Last week, gold has been hammered as a deluge of selling emerged from Western traders dumping exchange traded products like ETFs. In addition, fund managers sold ahead of the second quarter end for book squaring purposes.
After a heavy selling in the beginning of the week, August gold futures rose on Friday, settling at $1,223.70 an ounce on the Comex division of the New York Mercantile Exchange. Still the metal is down 5.3% on the week. On the quarter, gold prices are down 23% and 27% on the year.
However, the yellow metal did touch the bearish triangle target at the $1,200 per ounce level and the downside technical objective has been achieved. A number of signs favor the potential for a ‘bounce’ soon. The 61.8% Fibonacci retracement is at $1,175 using the weekly closes of the November 2008 low and the end-August 2011, very close to the
overnight intraday low of $1,179. Bullish sentiment is also at an extreme low, considering fund managers have aggressively reduced long exposure to gold as the quarter comes to a close. Based on the potential head and shoulders-bottom pattern, intermediate counter-trend rally to around $1,400 over the next 30 days is very much possible to unfold.
In addition to a number of gold price forecast downgrades by major investment banks, investors have been urged to sell by talk of U.S. Fed “tapering” or a reduction in level of monthly asset purchases seen each month. However, tapering is not tightening yet and it may take some good six months before it even begins.
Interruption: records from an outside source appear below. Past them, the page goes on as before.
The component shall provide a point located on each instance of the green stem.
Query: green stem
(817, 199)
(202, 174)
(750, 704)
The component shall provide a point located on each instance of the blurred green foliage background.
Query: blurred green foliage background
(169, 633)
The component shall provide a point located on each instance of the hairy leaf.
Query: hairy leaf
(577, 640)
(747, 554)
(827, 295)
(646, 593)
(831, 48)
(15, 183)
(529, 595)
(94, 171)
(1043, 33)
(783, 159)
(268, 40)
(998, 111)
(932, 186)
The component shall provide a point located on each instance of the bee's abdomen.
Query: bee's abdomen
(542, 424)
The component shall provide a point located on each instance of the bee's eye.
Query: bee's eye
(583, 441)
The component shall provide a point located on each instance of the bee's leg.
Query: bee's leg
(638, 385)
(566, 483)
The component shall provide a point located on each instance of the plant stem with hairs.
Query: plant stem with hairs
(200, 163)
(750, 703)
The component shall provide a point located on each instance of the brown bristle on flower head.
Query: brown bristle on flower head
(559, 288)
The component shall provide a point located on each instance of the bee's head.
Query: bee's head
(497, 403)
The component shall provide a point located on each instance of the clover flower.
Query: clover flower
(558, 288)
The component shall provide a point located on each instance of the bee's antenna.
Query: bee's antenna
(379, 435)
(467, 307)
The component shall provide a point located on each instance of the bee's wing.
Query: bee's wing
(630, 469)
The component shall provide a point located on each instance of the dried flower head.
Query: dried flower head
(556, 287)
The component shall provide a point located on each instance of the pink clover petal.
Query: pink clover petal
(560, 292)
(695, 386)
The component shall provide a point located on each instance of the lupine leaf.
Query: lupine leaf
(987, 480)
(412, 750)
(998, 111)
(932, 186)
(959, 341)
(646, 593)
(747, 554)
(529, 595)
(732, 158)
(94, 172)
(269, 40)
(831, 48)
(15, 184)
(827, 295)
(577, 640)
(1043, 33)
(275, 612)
When this happens, it would mark merely the start of a pullback of the Fed’s ultra-loose monetary policy. Until then, the situation remains relatively the same.
Gold investors are now beginning to consider that holding physical gold is not simply tied to the U.S. Federal Reserve’s policy. There are numerous reasons to hold gold including simple portfolio diversification. A number of major global central banks are maintaining ultra-easy monetary policies and actually keep buying large quantities of gold on monthly basis.
For example, the Bank of Japan (BOJ) has hurtled full steam ahead with its “three arrows” program designed to wipe out deflation. The BOJ has enacted monetary policies even more aggressive than the U.S. Fed including outright purchases of exchange traded funds and REITS. Elsewhere, the European Central Bank and the Reserve Bank of Australia recently cut rates. Global liquidity remains high.
In the coming week, two public holidays and several important economic reports could influence precious metals prices. The market will mark the beginning of the second half of 2013, putting behind one of the weakest performances in recent memory. The first half of the year come to a close with the gold and silver the worst-performing commodities, with silver taking the bottom spot and gold not far behind.
However, markets go in cycles and prices never go in a straight line. Last week’s sell-off in gold has achieved an important technical target – the triangle objective at $1,200. Once the quarter-end selling is out of the way, more logical actions are expected to unfold on the trading floors.
Longer-term, Chinese and Indian investors are expected to continue building their own personal portfolios of gold as these countries continue to grow and more citizens there rise to the middle class. The demand for gold will be voracious from these countries in the years ahead for reasons having nothing to do with the U.S. Federal Reserve, but more deeply rooted in cultural traditions thousands of years old.
Ongoing and actually escalating geopolitical problems in the Middle East and North Africa may only add to investors concerns about the recovery of the global economy. Gold investors who buy physical gold usually have long-term time horizons and look to the big picture macro reasons for wanting to own and hold the yellow metal.
At present, the gold market remains in the midst of a bear market, but now it looks like it may have found ground to stabilize in the coming week. The yellow metal remains a diversification tool and a hedge against a variety of economic dislocations that may emerge in the future. These include inflation and political instability in the global sense.